La communauté de communes des Portes du Haut-Doubs fait valoir que les moyens soulevés par M. B ne sont pas fondés.
Vu les autres pièces du dossier.
Vu :
— le code de l’urbanisme ;
— le code de justice administrative.
Les parties ont été régulièrement averties du jour de l’audience.
Ont été entendus au cours de l’audience publique :
— le rapport de M. Seytel,
— les conclusions de M. C,
— les observations de Me Tronche pour M. B et de Me Suissa pour la communauté de communes des Portes du Haut-Doubs.
Considérant ce qui suit :
1. Par une délibération du 18 mars 2024, la communauté de communes des Portes du Haut-Doubs (Doubs) a approuvé son PLUi. M. B demande l’annulation de ce PLUi.
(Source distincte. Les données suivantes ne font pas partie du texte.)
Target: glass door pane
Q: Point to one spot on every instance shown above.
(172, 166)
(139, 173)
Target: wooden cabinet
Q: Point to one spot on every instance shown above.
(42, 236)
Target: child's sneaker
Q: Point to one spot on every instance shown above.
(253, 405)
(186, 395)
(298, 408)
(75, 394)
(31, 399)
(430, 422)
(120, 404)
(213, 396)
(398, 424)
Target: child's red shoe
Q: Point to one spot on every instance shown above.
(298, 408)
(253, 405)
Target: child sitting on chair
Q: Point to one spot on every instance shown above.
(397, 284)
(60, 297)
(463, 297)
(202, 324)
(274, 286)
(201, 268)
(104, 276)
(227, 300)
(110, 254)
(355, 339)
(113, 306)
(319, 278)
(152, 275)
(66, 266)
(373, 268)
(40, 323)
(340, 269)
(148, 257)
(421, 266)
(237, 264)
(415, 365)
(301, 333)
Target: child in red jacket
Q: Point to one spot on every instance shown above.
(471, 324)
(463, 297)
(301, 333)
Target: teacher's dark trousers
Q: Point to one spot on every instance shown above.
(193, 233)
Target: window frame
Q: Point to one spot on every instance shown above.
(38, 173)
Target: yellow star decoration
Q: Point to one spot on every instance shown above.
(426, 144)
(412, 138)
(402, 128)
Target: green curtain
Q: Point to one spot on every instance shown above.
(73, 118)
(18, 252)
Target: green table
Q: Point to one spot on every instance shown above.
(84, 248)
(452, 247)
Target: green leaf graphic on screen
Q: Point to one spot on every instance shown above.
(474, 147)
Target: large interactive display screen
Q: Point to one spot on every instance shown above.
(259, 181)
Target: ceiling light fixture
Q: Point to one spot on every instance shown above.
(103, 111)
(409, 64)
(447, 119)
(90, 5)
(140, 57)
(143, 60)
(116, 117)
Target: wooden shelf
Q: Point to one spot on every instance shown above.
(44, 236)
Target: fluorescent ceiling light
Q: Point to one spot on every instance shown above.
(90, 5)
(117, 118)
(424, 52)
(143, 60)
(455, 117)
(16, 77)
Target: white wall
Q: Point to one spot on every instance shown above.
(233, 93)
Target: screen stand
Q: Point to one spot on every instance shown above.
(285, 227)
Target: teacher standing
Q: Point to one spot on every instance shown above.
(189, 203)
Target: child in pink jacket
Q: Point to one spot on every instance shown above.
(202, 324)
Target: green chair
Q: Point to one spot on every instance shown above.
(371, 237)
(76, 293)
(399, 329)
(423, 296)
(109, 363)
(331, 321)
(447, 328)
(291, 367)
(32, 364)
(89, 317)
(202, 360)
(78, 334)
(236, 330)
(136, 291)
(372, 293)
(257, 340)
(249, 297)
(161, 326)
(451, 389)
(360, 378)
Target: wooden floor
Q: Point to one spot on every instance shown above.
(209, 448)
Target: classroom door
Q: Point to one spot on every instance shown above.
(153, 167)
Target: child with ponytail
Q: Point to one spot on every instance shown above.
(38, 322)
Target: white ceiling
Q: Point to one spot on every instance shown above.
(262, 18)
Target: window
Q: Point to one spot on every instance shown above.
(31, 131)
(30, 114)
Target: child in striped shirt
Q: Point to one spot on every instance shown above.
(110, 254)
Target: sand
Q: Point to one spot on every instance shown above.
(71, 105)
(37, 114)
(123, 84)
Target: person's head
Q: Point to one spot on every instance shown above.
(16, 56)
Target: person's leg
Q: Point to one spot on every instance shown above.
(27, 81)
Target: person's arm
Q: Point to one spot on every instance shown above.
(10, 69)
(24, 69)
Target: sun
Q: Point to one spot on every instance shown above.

Sur la légalité de la délibération contestée :
2. En premier lieu, il résulte des articles L. 123-1 et R. 123-19 du code de l’environnement et L. 153-19 du code de l’urbanisme que le commissaire enquêteur conduit, préalablement à la révision d’un plan local d’urbanisme (PLU), une enquête destinée à permettre non seulement aux habitants de la commune de prendre une connaissance complète du projet et de présenter leurs observations, suggestions et contre-propositions, mais également à l’autorité compétente de disposer de tous les éléments nécessaires à son information et ainsi de l’éclairer dans ses choix. Si ces dispositions n’imposent pas au commissaire enquêteur de répondre à chacune des observations présentées lors de l’enquête publique, elles l’obligent à indiquer, au moins sommairement, en donnant son avis personnel, les raisons qui déterminent le sens de cet avis, sans qu’il puisse renoncer à se prononcer sur tout ou partie du projet, quand bien même certains éléments du projet soumis à enquête publique seraient concernés par une procédure contentieuse en cours à la date de son rapport.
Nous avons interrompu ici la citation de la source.